Multi Node Issue

I am attempting to setup RockNSM in multinode, I have follow the directions on the site and also have made the change to the file noted here: https://github.com/rocknsm/rock/issues/447 but I keep running into the same issues, where it continues to check to see if the cluster is green and uses all 300 attempts and never comes up. No other errors are showing that I can see.

I am testing this within VMWare with 3 nodes all on the same subnet.

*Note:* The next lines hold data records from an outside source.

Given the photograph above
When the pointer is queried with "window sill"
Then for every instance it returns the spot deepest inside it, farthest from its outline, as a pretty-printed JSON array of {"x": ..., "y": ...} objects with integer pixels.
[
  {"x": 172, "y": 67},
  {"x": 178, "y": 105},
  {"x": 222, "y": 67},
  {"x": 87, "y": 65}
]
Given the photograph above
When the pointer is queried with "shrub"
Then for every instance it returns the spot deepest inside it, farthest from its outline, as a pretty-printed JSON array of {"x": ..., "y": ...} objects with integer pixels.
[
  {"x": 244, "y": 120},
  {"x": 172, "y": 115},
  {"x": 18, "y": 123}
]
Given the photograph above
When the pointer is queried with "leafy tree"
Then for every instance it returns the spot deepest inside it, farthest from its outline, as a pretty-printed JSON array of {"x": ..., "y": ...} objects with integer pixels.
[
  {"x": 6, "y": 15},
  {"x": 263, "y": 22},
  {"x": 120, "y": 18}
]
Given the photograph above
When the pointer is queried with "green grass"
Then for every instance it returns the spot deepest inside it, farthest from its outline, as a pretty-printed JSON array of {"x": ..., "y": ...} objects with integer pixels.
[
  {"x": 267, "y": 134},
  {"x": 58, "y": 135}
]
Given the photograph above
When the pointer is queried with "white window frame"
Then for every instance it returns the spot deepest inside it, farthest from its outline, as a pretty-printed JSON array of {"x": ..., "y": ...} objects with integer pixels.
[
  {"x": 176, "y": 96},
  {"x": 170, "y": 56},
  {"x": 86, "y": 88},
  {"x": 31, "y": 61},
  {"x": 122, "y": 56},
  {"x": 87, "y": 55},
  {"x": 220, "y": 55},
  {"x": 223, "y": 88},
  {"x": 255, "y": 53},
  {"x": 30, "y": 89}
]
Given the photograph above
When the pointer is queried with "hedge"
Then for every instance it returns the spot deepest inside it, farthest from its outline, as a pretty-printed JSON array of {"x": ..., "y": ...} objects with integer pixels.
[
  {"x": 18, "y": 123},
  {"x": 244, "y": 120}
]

My set up will eventually be a little bit different. I have a need for sensors outside of my network and on different network, that push data back to a master node that would receive the data from the sensors and place it into elastic for users to log into and view through Kibana. Connectivity to the remote networks is not an issue. Has any one tried this, or done it successfully?

Thanks

@gmahns thanks for posting. Incidentally I ran into this same issue yesterday and working on getting the fix pushed up in an update (will be 2.4.2-1905).

As for the setup, I was thinking about this and there’s some architecture decisions that will drive how it all works.

  1. Are the sensors remote (like different data centers)?
  2. Do you have sensors on different isolated networks?
  3. Should users on the remote networks be able to access their data locally or only through the central data store?

The default documentation doesn’t handle the case where you have distinct sensor nodes, but rather having multiple sensors in the same datacenter. That said, it should just be a tweak of the inventory with an additional group for each site. That group can override a couple variables that should make this all work.

Choose your own adventure. Lemme know what that architecture looks like and we can smooth this out. The updated ISO should drop today.

@decode Thanks for your response and glad it wasnt just me!

To answer your question about architecture the sensors are remote on different networks, those report back to the master server where all the data resides.

Users should not be able to access the sensors, only admins for updates and configs. Local users can log in locally here to view the data that is collected.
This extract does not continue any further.